- Film poster
- Directed by: Jeffrey St. Jules
- Written by: Jeffrey St. Jules
- Produced by: Anita Lee
- Starring: Colombe Demers Pierre Simpson Sean McCann Diana Leblanc
- Narrated by: Matthew Rankin
- Cinematography: John M. Tran
- Edited by: Lawrence Jackman Stephen Philipson
- Music by: Darren Fung
- Production company: National Film Board of Canada
- Release date: September 12, 2012 (TIFF);
- Running time: 37 minutes
- Country: Canada

= Let the Daylight Into the Swamp =

Let the Daylight Into the Swamp is a 2012 Canadian short docudrama film, directed by Jeffrey St.

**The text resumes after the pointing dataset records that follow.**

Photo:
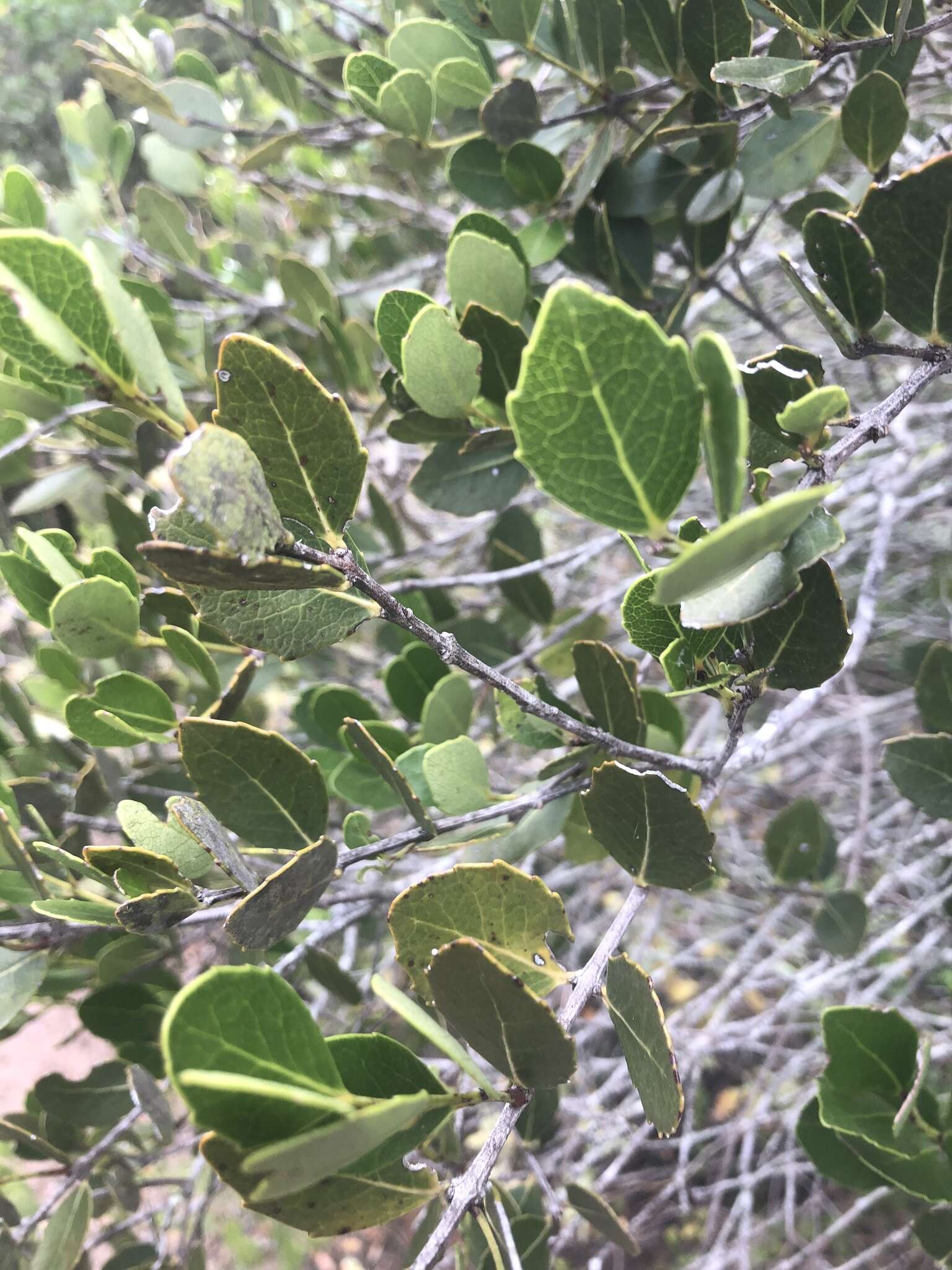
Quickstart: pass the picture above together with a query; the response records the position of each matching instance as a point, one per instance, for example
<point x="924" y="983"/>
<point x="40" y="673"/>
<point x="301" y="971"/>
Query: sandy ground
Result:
<point x="41" y="1047"/>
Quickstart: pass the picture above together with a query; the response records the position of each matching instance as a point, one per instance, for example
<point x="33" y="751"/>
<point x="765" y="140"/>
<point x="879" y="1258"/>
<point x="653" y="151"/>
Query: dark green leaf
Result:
<point x="785" y="155"/>
<point x="875" y="118"/>
<point x="501" y="343"/>
<point x="511" y="113"/>
<point x="840" y="923"/>
<point x="257" y="783"/>
<point x="506" y="911"/>
<point x="302" y="435"/>
<point x="650" y="827"/>
<point x="498" y="1015"/>
<point x="277" y="907"/>
<point x="711" y="32"/>
<point x="247" y="1020"/>
<point x="800" y="845"/>
<point x="908" y="223"/>
<point x="478" y="481"/>
<point x="806" y="639"/>
<point x="842" y="258"/>
<point x="630" y="447"/>
<point x="920" y="768"/>
<point x="609" y="685"/>
<point x="639" y="1021"/>
<point x="933" y="689"/>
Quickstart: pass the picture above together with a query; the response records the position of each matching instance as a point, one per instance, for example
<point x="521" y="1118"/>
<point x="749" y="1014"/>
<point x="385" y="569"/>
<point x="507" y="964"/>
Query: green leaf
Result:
<point x="601" y="1215"/>
<point x="808" y="415"/>
<point x="247" y="1020"/>
<point x="806" y="641"/>
<point x="506" y="911"/>
<point x="831" y="1153"/>
<point x="781" y="76"/>
<point x="369" y="1193"/>
<point x="122" y="710"/>
<point x="257" y="783"/>
<point x="421" y="45"/>
<point x="333" y="1148"/>
<point x="83" y="912"/>
<point x="610" y="686"/>
<point x="364" y="75"/>
<point x="462" y="83"/>
<point x="516" y="19"/>
<point x="725" y="432"/>
<point x="650" y="827"/>
<point x="842" y="258"/>
<point x="302" y="435"/>
<point x="195" y="819"/>
<point x="870" y="1117"/>
<point x="94" y="618"/>
<point x="367" y="747"/>
<point x="223" y="571"/>
<point x="734" y="546"/>
<point x="933" y="687"/>
<point x="31" y="587"/>
<point x="441" y="368"/>
<point x="61" y="1246"/>
<point x="136" y="337"/>
<point x="405" y="104"/>
<point x="287" y="621"/>
<point x="639" y="1021"/>
<point x="534" y="174"/>
<point x="653" y="31"/>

Jules. Exploring the breakup of his grandparents Donal and Hélène soon after his father's birth, the film is narrated by Matthew Rankin, and dramatizes the original events as acted by a cast that includes Pierre Simpson and Colombe Demers as his grandparents in their youth, and Sean McCann and Diana Leblanc as his grandparents in older age.

The film premiered at the 2012 Toronto International Film Festival. It was a Canadian Screen Award nominee for Best Short Documentary at the 1st Canadian Screen Awards in 2013, and won the Golden Sheaf Award - Best of Festival and Best Experimental at the Yorkton Film Festival.